Avlunun kapısında onları görünce esas duruşa geçen birkaç genç duruyordu. Wang Hanım Daiyu’yü doğudan batıya uzanan bir koridordan geçirip, Büyük Hanımefendi Shi’nin avlusuna çıkardı. Arka kapıdan girdiklerinde, onları görünce hemen masayı ve sandalyeleri düzene koyan bir hizmetkâr kalabalığıyla karşılaştılar. Jia Zhu’nun dul karısı Li Wan yemekleri servis ederken, Xifeng çubukları yerleştiriyordu, Wang Hanım da çorbayı getirdi.
Büyük Hanımefendi Shi sedirde, masanın baş tarafında yalnız oturuyor, iki tarafında ikişer sandalye boş duruyordu. Xifeng, Daiyu’yü büyükannesinin sol tarafındaki ilk sandalyeye oturtmak istedi ama Daiyu ısrarla reddetti.
“Yengen ve büyük kuzenlerinin eşleri yemeklerini burada bizimle yemeyecekler.” dedi büyükannesi gülümseyerek. “Hem sen bugün misafirsin. Bu yüzden buraya oturman uygun olur.”
Ancak o zaman Daiyu izin isteyerek o sandalyeye oturdu. Büyük Hanımefendi Shi, Wang Hanım’a oturmasını söyledi; sonra Yingchun ve diğer iki kız da oturmak için izin istediler. Yingchun sağdaki ilk sandalyeye, Tanchun soldaki ikinci sandalyeye ve Xichun de sağdaki ikinci sandalyeye oturdu. Hizmetçiler ellerinde bez, ağız çalkalama tası ve peçetelerle hazır beklerlerken, Li Wan ve Xifeng masada oturanların arkalarında durup, yemek servisi yapıyorlardı.
Dışarıda başka bir sürü hizmetkâr ve dadı hazır durumda bekliyorsa da yemek boyunca en ufak bir öksürük sesi bile duyulmadı. Yemek büyük bir sessizlik içinde yendi. Hemen sonrasında küçük taslarda çaylar getirildi. Lin ailesi, kızları Daiyu’ye, ölçülü olmanın faydasını ve yemekten hemen sonra içilen çayın sindirim sistemine zarar vereceğini öğretmişti. Ama buradaki âdetlerin kendi evininkinden farklı olduğunu anlayan Daiyu, belli bir ölçüde onlara ayak uydurmak zorunda kaldı. Çayını aldıktan sonra ağız çalkalama tasları tekrar getirildi; diğerlerinin ağızlarını çalkaladıklarını gören Daiyu çayın bunun için olduğunu anlayıp aynısını yaptı. Hepsi ellerini de yıkadıktan sonra, bu defa içmek için bir kez daha çay servisi yapıldı.

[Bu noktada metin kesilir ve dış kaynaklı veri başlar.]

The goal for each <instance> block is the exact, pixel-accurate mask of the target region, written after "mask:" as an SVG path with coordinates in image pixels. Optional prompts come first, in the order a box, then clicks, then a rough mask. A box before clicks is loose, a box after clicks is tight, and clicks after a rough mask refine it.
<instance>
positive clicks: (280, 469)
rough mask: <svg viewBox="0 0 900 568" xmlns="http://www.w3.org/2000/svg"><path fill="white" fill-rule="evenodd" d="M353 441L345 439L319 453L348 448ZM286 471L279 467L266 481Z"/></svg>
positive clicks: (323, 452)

“Siz hepiniz gidebilirsiniz.” dedi Büyük Hanımefendi Shi. “Ben torunumla sohbet etmek istiyorum.”
Bayan Wang hemen ayağa fırladı, bir şeyler söyledikten sonra başı çekerek odadan çıktı; Li Wan ve Xifeng da onun arkasından gittiler. Sonra büyükannesi Daiyu’ye hangi kitapları okuduğunu sordu.
“Dört Kitap’a14 yeni başladım.” dedi Daiyu. Sonra kuzenlerinin hangi kitapları okuduklarını sordu.
“Kitap mı dedin!” diye bağırdı Büyük Hanımefendi Shi. “Onlar ancak birkaç kelime biliyorlar, kitap okumaya yetecek kadar değil.”
Daha sözlerini henüz bitirmişti ki dışarıdan ayak sesleri duyuldu. İçeriye giren bir hizmetçi Baoyu’nün geldiğini haber verdi. Daiyu, Baoyu’nün nasıl bir haylaz ve ahmak olduğunu merak ederken genç delikanlı içeri girdi.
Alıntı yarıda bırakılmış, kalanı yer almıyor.